IN THE CITED CASE OF SEPTEMBER 12, 1930, 10 COMP. GEN. 122, IT WILL BE OBSERVED THAT THE OFFICER, BEFORE HE HAD REPORTED AT HIS FIRST "PERMANENT" STATION IN THE MILITARY SERVICE, WAS TRAVELING FROM A MILITARY STATION TO WHICH HE HAD BEEN TEMPORARILY ASSIGNED TO HIS FIRST STATION DESIGNATED AS PERMANENT. THE CASE CAN HAVE NO APPLICATION TO OFFICERS OF THE REGULAR ESTABLISHMENT WHO NORMALLY HAVE A PERMANENT STATION FROM WHICH THEY ARE DETACHED UPON ASSIGNMENT TO ANOTHER PERMANENT STATION, NOTWITHSTANDING THERE MAY BE INTERVENING TEMPORARY DUTY. IT WAS HELD IN 27 COMP. DEC. 400 THAT AN OFFICER WAS NOT ENTITLED TO TRANSPORTATION OF DEPENDENTS TO A TEMPORARY STATION, EVEN THOUGH SUBSEQUENTLY THE TEMPORARY STATION WAS MADE HIS PERMANENT STATION. SEE ALSO, 2 COMP. GEN. 464; 3 ID. 585, AND FOR A QUALIFICATION OF THIS RULE 7 COMP. GEN. 664. THESE DECISIONS HAVE NOT BEEN MODIFIED. SO THAT IT IS NOT PERCEIVED THAT IN ANY CASE THE DECISION OF SEPTEMBER 12, 1930, HAS ANY APPLICATION TO OFFICERS OF THE REGULAR NAVY WHO, IT IS SAID, HAVE NOT BEEN ASSIGNED A PERMANENT STATION AND WHO THEREAFTER ARE ORDERED FROM A TEMPORARY STATION TO A PERMANENT STATION, AS IN ALL CASES SUCH OFFICERS HAVE HAD A PERMANENT STATION FROM WHICH WOULD BE COMPUTED ANY TRANSPORTATION OF DEPENDENTS TO A SUBSEQUENT PERMANENT STATION, EVEN THOUGH BETWEEN DETACHMENT FROM ONE AND ASSIGNMENT TO THE OTHER THE OFFICER WERE ASSIGNED TO INTERVENING TEMPORARY DUTY.
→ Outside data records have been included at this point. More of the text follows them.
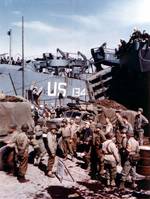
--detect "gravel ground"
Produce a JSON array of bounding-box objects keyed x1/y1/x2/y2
[{"x1": 0, "y1": 160, "x2": 139, "y2": 199}]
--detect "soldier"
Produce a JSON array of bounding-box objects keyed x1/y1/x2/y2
[
  {"x1": 70, "y1": 116, "x2": 81, "y2": 156},
  {"x1": 120, "y1": 131, "x2": 139, "y2": 190},
  {"x1": 91, "y1": 123, "x2": 106, "y2": 178},
  {"x1": 32, "y1": 126, "x2": 47, "y2": 166},
  {"x1": 81, "y1": 122, "x2": 93, "y2": 169},
  {"x1": 60, "y1": 119, "x2": 73, "y2": 158},
  {"x1": 134, "y1": 108, "x2": 149, "y2": 145},
  {"x1": 8, "y1": 124, "x2": 29, "y2": 183},
  {"x1": 4, "y1": 124, "x2": 19, "y2": 175},
  {"x1": 47, "y1": 124, "x2": 57, "y2": 178},
  {"x1": 102, "y1": 133, "x2": 120, "y2": 186},
  {"x1": 105, "y1": 117, "x2": 113, "y2": 135}
]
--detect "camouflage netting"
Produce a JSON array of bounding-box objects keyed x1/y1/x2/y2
[{"x1": 0, "y1": 102, "x2": 33, "y2": 136}]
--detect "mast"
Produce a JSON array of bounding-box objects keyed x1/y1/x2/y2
[
  {"x1": 7, "y1": 29, "x2": 12, "y2": 64},
  {"x1": 22, "y1": 16, "x2": 25, "y2": 97}
]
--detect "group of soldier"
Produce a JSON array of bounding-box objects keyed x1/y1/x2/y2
[
  {"x1": 0, "y1": 56, "x2": 22, "y2": 66},
  {"x1": 2, "y1": 106, "x2": 148, "y2": 190},
  {"x1": 116, "y1": 28, "x2": 150, "y2": 58}
]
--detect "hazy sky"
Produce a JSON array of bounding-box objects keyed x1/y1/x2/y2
[{"x1": 0, "y1": 0, "x2": 150, "y2": 58}]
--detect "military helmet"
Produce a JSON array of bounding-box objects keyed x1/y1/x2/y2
[
  {"x1": 21, "y1": 123, "x2": 29, "y2": 131},
  {"x1": 95, "y1": 123, "x2": 102, "y2": 129},
  {"x1": 138, "y1": 108, "x2": 143, "y2": 113},
  {"x1": 50, "y1": 124, "x2": 57, "y2": 130},
  {"x1": 62, "y1": 118, "x2": 68, "y2": 124},
  {"x1": 38, "y1": 118, "x2": 44, "y2": 124},
  {"x1": 8, "y1": 123, "x2": 17, "y2": 129}
]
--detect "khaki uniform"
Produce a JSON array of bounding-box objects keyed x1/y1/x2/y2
[
  {"x1": 47, "y1": 132, "x2": 57, "y2": 172},
  {"x1": 102, "y1": 140, "x2": 120, "y2": 181},
  {"x1": 32, "y1": 125, "x2": 47, "y2": 164},
  {"x1": 91, "y1": 130, "x2": 106, "y2": 178},
  {"x1": 70, "y1": 123, "x2": 81, "y2": 154},
  {"x1": 122, "y1": 137, "x2": 139, "y2": 182},
  {"x1": 61, "y1": 126, "x2": 73, "y2": 156},
  {"x1": 13, "y1": 132, "x2": 29, "y2": 177},
  {"x1": 134, "y1": 115, "x2": 149, "y2": 145}
]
THE ORDERS OF SEPTEMBER 11, 1940, TO LIEUTENANT PIEPER ARE AS FOLLOWS:

FROM: THE CHIEF OF THE BUREAU OF NAVIGATION.

TO: LIEUT. (JG) HOWARD C. PIEPER, MC-V (G), USNV., NAVAL AIR STATION, PENSACOLA, FLORIDA.

VIA: THE COMMANDANT.

SUBJECT: CHANGE OF STATION.

REFERENCES: (A) BUNAV ORDERS NAV-1614-AMW 78001 DATED JUNE 27, 1940.

(B) BUM AND S FIRST ENDORSEMENT H-B-LUW DATED SEPTEMBER 10, 1940.

1. WHEN DIRECTED BY THE COMMANDANT, NAVAL AIR STATION, ON OR ABOUT SEPTEMBER 13, 1940, YOU WILL CONSIDER YOURSELF DETACHED FROM SUCH DUTY AS YOU MAY BE PERFORMING UNDER REFERENCE (A) ( BUNAV ORDERS NAV-1614 AMW 78001 DATED JUNE 27, 1940). YOU WILL PROCEED TO CHICAGO ( GLENVIEW), ILLINOIS, AND REPORT TO THE COMMANDING OFFICER, NAVAL RESERVE AVIATION BASE, FOR ACTIVE DUTY, REPORTING BY LETTER TO THE COMMANDANT, NINTH NAVAL DISTRICT.

2. YOU ARE AUTHORIZED FIVE DAYS' DELAY IN REPORTING FOR THIS DUTY, SUCH DELAY TO COUNT AS LEAVE.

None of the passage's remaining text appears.